🤖 AI Summary
This study addresses the gap in modeling Expected Shortfall (ES) for panel data that exhibit both cross-sectional and temporal dependence. It pioneers an extension of ES modeling to the panel data framework by introducing a panel ES regression model with a latent factor structure and develops a two-stage robust estimation procedure: first estimating conditional quantiles and then iteratively estimating ES factor loadings to accommodate heavy-tailed errors and capture cross-sectional dependence. Theoretically, the paper establishes consistency, asymptotic normality, and non-asymptotic error bounds for the proposed estimators. Extensive simulations and empirical analysis demonstrate that the method substantially outperforms existing approaches in parameter estimation and factor recovery, and that the extracted ES factors contain unique risk-pricing information not captured by conventional mean or quantile models.
📝 Abstract
Expected Shortfall (ES) is a coherent measure of tail risk that captures the average loss beyond a quantile threshold. Despite the growing literature on ES regression conditional on covariates, no existing work considers ES modeling in panel data settings where both cross-sectional and temporal dependencies are present. This paper introduces the panel ES regression model with a latent factor structure to capture cross-sectional dependence.
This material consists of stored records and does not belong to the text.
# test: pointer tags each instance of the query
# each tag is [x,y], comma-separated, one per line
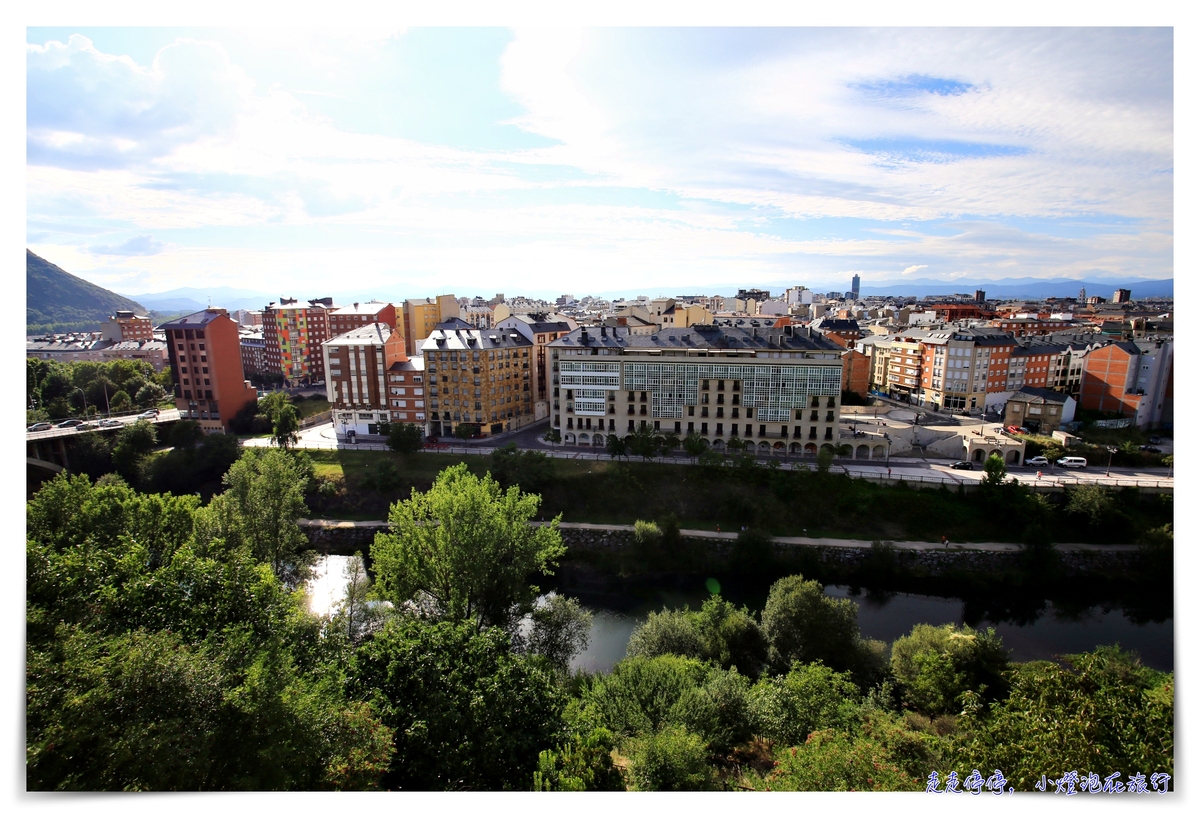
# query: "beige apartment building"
[479,378]
[778,389]
[421,316]
[358,365]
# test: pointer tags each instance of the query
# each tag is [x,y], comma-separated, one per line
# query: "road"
[909,469]
[165,416]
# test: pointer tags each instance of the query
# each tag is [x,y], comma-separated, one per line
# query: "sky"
[657,161]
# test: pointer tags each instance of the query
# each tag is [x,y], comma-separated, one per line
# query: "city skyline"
[600,160]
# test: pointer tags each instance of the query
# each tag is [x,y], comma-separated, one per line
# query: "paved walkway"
[828,542]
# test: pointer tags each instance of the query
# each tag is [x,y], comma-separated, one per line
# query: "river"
[1045,633]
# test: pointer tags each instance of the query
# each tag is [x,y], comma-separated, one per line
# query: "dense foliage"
[169,647]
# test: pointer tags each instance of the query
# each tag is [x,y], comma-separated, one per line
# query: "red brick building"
[205,361]
[856,372]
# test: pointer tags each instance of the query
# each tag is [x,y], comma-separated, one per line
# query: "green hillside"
[57,301]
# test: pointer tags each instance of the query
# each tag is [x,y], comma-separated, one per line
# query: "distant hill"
[57,301]
[192,299]
[1025,288]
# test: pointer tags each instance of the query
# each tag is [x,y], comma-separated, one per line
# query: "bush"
[935,666]
[672,759]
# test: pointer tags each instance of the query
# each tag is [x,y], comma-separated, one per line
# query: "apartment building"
[483,378]
[421,317]
[541,330]
[1039,410]
[777,388]
[958,367]
[205,362]
[358,366]
[1131,378]
[253,353]
[126,325]
[294,331]
[352,317]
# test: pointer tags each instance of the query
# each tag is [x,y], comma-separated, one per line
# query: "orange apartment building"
[293,332]
[126,325]
[856,372]
[205,362]
[352,317]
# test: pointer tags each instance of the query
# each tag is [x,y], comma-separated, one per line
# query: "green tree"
[694,445]
[585,763]
[935,666]
[405,438]
[263,499]
[643,444]
[666,632]
[466,713]
[804,625]
[811,697]
[1096,713]
[994,470]
[466,547]
[561,630]
[133,443]
[672,759]
[1092,501]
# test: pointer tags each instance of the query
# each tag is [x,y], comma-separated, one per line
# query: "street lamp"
[1113,450]
[84,396]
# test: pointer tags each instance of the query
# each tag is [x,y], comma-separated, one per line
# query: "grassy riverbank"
[363,485]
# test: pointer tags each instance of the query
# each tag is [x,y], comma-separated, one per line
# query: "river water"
[1045,635]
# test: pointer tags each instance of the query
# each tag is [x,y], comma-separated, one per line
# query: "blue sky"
[637,161]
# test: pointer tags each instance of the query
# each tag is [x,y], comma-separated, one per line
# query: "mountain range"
[57,301]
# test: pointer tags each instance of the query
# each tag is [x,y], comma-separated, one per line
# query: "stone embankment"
[929,558]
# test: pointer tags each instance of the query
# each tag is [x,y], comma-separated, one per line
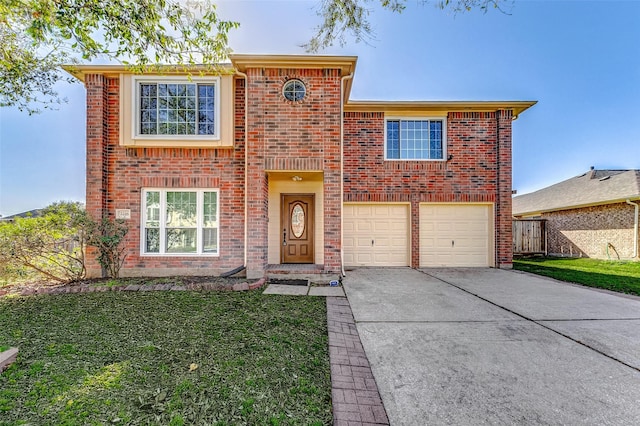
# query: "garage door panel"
[380,232]
[454,235]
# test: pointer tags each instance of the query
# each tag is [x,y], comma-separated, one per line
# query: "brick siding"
[286,135]
[302,136]
[480,170]
[602,232]
[116,175]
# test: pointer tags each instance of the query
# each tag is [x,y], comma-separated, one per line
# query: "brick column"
[257,185]
[96,196]
[504,238]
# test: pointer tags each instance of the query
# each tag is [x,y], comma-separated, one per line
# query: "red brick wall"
[480,170]
[116,175]
[292,136]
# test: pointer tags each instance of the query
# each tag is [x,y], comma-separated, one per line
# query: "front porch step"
[314,273]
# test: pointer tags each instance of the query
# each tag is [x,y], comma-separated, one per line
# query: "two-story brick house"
[273,164]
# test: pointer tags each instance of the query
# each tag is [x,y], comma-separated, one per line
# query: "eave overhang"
[517,107]
[81,71]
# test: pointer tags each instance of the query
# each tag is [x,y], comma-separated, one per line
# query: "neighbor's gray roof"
[592,188]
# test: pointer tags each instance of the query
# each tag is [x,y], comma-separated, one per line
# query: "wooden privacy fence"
[529,236]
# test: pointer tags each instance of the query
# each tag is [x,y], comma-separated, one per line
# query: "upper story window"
[294,90]
[415,139]
[177,108]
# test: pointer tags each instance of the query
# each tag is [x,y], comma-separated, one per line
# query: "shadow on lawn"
[618,283]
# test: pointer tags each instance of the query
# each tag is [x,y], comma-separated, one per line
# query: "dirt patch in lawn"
[107,284]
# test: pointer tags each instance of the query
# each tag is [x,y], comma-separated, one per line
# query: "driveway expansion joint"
[354,392]
[539,322]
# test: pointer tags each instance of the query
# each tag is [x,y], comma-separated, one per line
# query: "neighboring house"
[273,164]
[591,215]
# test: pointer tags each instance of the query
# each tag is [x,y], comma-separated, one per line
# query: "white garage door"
[376,234]
[455,235]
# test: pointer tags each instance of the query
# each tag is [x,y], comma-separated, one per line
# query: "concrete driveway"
[487,346]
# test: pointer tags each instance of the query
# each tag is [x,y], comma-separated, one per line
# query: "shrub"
[107,236]
[52,244]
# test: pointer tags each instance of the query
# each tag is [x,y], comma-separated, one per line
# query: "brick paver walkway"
[356,400]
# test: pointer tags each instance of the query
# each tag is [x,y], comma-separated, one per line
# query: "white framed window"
[176,107]
[415,138]
[179,222]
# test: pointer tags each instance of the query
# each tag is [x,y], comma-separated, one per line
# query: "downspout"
[246,227]
[342,82]
[635,228]
[246,182]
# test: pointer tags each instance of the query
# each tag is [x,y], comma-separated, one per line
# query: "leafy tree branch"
[349,19]
[37,36]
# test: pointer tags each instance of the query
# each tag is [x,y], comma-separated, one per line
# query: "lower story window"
[180,222]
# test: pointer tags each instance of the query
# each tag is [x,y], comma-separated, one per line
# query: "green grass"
[166,358]
[623,277]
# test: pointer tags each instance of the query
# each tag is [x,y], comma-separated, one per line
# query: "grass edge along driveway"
[622,277]
[166,358]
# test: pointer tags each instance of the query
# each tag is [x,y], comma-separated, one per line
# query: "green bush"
[54,244]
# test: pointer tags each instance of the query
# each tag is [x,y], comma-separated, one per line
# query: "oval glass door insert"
[297,221]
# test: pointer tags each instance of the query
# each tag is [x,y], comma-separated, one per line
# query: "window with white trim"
[177,107]
[180,222]
[415,139]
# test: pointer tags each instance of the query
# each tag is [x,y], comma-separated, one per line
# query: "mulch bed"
[178,283]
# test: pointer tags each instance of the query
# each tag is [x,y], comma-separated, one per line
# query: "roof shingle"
[592,188]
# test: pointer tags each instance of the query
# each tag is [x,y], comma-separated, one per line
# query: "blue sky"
[579,59]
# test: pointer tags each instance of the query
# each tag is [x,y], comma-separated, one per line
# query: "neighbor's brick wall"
[292,136]
[480,170]
[587,232]
[116,175]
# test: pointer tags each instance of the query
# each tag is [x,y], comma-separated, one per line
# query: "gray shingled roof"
[592,188]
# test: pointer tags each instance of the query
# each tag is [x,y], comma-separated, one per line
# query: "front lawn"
[623,277]
[166,358]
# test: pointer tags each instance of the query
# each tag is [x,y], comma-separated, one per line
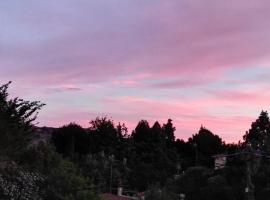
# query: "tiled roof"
[107,196]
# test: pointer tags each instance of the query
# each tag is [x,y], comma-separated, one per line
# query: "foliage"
[16,123]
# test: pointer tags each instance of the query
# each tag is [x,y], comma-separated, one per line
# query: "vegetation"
[79,164]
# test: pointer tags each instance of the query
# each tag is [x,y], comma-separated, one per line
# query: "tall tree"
[259,133]
[169,130]
[16,122]
[206,145]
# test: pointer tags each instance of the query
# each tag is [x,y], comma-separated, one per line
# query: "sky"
[196,62]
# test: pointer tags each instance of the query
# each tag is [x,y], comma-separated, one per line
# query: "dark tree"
[16,122]
[105,136]
[258,134]
[71,139]
[169,130]
[206,145]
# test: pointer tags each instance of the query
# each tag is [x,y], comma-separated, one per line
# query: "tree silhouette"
[16,122]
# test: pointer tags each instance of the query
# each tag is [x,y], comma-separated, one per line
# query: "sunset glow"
[196,62]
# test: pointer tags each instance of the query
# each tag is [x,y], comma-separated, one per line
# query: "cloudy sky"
[197,62]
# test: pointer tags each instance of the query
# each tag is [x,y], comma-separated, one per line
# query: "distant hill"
[43,134]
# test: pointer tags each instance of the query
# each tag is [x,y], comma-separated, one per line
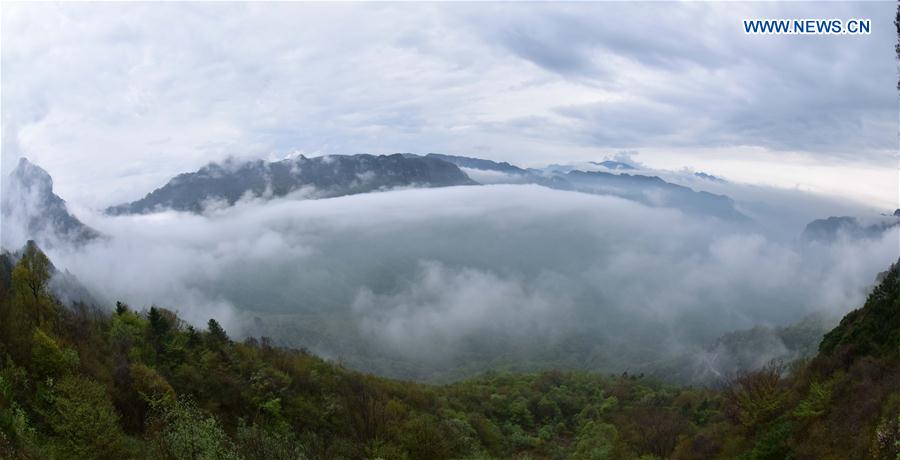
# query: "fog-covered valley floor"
[439,283]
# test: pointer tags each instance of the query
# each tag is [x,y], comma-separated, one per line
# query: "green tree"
[84,420]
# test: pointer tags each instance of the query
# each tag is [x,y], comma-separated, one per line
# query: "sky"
[115,99]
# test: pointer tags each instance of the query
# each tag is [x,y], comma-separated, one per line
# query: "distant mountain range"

We develop a two-stage estimation procedure robust to heavy-tailed errors, recovering the conditional quantile in the first stage and iteratively estimating the ES factor model in the second stage. Theoretically, we establish the consistency and asymptotic normality of the proposed two-step ES estimators and derive non-asymptotic error bounds for both the panel quantile and ES estimators. We also provide a non-asymptotic normal approximation for the standardized ES regression estimator, bridging asymptotic theory and finite-sample practice. Simulation evidence shows that the proposed method delivers substantial gains in both parameter estimation and factor recovery, particularly in the presence of latent tail dependence. An empirical application further indicates that the extracted ES factors carry distinct pricing information that is not captured by conventional mean or quantile-based approaches.